The US-based foundation Fighting Blindness has pledged to fund vision research at Radboudumc and the Donders Institute with a total sum of five million dollars. The funds will be used to develop therapies for hereditary diseases of the retina and Usher syndrome.
There are thousands of children and adults in the Netherlands affected by hereditary diseases of the retina. These are conditions for which - until this day - treatment is elusive. At Radboudumc and the Donders Institute, several research groups are working to develop new therapies with which these conditions can be treated.
Genetic bandaid
The first project is a collaboration between the departments of genetics, ENT, and opthalmology, and aims to find genetic errors that lead to abnormalities in messenger RNA (mRNA). Frans Cremers, professor of Blindness Genetics and coordinator of the project: "mRNA translates DNA to proteins. We developed a 'genetic bandaid' that can patch errors in mRNA, which leads them to produce functioning proteins again. With the new funding we are going to improve this technique and test it in animal models. Thereby, we hope to eventually develop experimental treatments for patients suffering from retinitis pigmentosa, Stargardt's disease, and Usher syndrome. These are all diseases where these types of genetic errors occur."
Controlling regulation
In the second project, the department of Genetics will collaborate with universities in London, Mainz, and Tübingen.

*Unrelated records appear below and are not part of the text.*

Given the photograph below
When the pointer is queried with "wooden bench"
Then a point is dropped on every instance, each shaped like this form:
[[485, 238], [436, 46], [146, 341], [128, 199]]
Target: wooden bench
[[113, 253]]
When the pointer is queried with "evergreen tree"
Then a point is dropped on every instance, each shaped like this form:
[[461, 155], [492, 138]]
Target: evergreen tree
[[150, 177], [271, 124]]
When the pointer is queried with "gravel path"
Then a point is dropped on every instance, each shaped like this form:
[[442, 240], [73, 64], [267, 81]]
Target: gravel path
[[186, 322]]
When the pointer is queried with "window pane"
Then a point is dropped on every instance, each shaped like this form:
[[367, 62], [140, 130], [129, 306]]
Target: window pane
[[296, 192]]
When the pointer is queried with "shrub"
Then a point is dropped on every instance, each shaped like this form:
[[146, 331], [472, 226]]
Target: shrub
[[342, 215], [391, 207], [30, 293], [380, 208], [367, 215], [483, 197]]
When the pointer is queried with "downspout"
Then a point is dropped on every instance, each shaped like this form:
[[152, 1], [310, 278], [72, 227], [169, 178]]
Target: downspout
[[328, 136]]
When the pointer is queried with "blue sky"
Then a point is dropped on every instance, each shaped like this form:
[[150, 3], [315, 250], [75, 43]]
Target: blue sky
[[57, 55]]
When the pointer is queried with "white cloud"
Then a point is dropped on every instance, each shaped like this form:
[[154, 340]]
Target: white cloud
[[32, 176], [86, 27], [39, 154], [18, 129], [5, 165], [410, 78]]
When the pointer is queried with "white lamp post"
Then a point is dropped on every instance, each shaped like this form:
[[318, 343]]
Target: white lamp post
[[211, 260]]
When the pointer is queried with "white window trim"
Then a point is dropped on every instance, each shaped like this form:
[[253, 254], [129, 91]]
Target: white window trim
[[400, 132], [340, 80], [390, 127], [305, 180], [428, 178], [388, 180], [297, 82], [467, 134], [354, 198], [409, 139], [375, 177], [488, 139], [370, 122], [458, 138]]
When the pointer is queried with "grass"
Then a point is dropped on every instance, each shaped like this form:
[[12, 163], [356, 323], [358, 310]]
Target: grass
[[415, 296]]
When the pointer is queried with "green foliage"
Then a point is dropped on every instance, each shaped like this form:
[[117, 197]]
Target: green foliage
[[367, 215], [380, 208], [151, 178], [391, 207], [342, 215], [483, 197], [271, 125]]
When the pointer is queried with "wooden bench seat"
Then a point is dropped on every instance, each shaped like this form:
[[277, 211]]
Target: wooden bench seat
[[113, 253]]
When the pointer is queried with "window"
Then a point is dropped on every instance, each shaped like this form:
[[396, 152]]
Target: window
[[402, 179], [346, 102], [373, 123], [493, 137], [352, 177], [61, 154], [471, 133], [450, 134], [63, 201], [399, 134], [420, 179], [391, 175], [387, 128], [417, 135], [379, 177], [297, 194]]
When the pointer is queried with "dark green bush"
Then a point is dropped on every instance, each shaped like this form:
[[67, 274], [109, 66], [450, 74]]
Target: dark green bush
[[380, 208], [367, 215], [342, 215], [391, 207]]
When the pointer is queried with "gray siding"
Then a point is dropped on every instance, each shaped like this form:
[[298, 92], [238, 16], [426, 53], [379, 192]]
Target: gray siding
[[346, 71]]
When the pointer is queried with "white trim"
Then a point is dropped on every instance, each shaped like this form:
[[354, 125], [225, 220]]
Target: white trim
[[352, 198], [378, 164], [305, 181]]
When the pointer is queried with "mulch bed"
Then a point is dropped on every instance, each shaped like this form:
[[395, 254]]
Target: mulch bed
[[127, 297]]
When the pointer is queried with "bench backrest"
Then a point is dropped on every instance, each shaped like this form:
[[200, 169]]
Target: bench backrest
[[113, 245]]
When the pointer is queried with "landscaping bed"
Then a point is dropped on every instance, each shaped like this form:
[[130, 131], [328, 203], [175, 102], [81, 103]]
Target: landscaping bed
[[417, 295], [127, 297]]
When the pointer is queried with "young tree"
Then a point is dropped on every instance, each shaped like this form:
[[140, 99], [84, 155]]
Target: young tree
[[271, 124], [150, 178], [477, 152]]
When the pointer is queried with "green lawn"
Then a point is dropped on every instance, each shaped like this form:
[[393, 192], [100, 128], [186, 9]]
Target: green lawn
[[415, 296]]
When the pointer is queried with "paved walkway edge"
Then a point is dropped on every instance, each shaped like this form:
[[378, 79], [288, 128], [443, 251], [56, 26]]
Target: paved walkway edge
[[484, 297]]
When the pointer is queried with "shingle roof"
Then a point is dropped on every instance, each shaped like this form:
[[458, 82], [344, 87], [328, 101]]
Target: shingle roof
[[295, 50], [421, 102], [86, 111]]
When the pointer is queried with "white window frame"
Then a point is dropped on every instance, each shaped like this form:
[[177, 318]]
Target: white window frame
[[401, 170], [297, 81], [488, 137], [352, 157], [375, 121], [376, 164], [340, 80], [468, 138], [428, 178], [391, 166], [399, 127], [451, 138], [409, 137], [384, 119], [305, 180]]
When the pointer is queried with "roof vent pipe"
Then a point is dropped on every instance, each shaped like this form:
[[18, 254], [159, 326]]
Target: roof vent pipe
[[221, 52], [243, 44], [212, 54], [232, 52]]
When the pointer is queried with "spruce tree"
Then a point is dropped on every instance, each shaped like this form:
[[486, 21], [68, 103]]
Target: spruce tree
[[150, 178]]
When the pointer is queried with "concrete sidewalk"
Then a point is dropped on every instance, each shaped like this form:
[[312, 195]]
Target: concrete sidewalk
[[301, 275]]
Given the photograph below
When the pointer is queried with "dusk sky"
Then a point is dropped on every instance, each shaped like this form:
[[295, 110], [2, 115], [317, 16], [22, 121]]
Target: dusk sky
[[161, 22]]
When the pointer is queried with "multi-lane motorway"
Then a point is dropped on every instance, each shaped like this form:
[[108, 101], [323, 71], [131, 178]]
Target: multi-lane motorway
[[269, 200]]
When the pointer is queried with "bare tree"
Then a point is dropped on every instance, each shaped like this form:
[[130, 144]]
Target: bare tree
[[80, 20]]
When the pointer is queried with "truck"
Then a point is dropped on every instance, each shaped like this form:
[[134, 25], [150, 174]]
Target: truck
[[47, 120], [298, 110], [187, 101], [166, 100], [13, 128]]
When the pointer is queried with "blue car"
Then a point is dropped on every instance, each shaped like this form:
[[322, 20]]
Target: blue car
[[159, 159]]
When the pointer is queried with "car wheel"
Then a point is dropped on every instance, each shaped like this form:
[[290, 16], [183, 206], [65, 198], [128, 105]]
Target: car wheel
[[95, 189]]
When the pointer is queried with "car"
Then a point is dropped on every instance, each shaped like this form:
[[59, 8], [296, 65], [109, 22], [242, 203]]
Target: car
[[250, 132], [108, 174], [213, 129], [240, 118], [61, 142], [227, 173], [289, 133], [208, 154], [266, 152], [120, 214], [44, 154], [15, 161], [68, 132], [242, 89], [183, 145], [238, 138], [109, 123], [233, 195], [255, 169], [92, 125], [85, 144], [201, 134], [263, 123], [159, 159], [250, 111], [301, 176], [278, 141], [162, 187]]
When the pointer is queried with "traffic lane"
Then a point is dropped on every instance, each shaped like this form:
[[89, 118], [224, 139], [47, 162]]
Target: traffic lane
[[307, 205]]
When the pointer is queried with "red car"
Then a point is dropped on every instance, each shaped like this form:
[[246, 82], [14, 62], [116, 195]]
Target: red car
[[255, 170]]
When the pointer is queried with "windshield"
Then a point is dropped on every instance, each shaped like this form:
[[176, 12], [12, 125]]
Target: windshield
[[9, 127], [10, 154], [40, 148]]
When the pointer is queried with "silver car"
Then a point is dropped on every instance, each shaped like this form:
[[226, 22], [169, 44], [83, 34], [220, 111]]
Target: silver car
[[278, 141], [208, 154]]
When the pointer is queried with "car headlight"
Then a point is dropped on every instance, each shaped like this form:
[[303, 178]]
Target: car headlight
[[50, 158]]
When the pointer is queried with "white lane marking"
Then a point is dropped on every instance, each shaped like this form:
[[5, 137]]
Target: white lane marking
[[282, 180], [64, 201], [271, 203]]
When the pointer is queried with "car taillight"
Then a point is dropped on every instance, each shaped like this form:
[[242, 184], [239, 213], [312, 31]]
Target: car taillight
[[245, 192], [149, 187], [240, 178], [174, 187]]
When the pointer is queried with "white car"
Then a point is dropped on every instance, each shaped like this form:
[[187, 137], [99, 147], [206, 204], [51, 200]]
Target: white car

Work in cells, and thus also in the retinal cells in the eye, is performed by proteins. To perform its various duties, every cell maintains a dynamic balance of different active proteins. "We want to unravel the mechanisms by which the amount of active proteins is regulated within a retinal cell", says Ronald Roepman, professor of Genetics and coordinator of this project. "This regulation is disturbed in hereditary diseases of the eye. The knowledge that we are going to obtain can be used to develop medication to counter counter these disturbances. This way, we aim to stop the progression of blindness in patients".
Two out of three
The US-based faoundation Fighting Blindness has approved a total of three of these large funds this year, of which two were awarded to research groups in Nijmegen.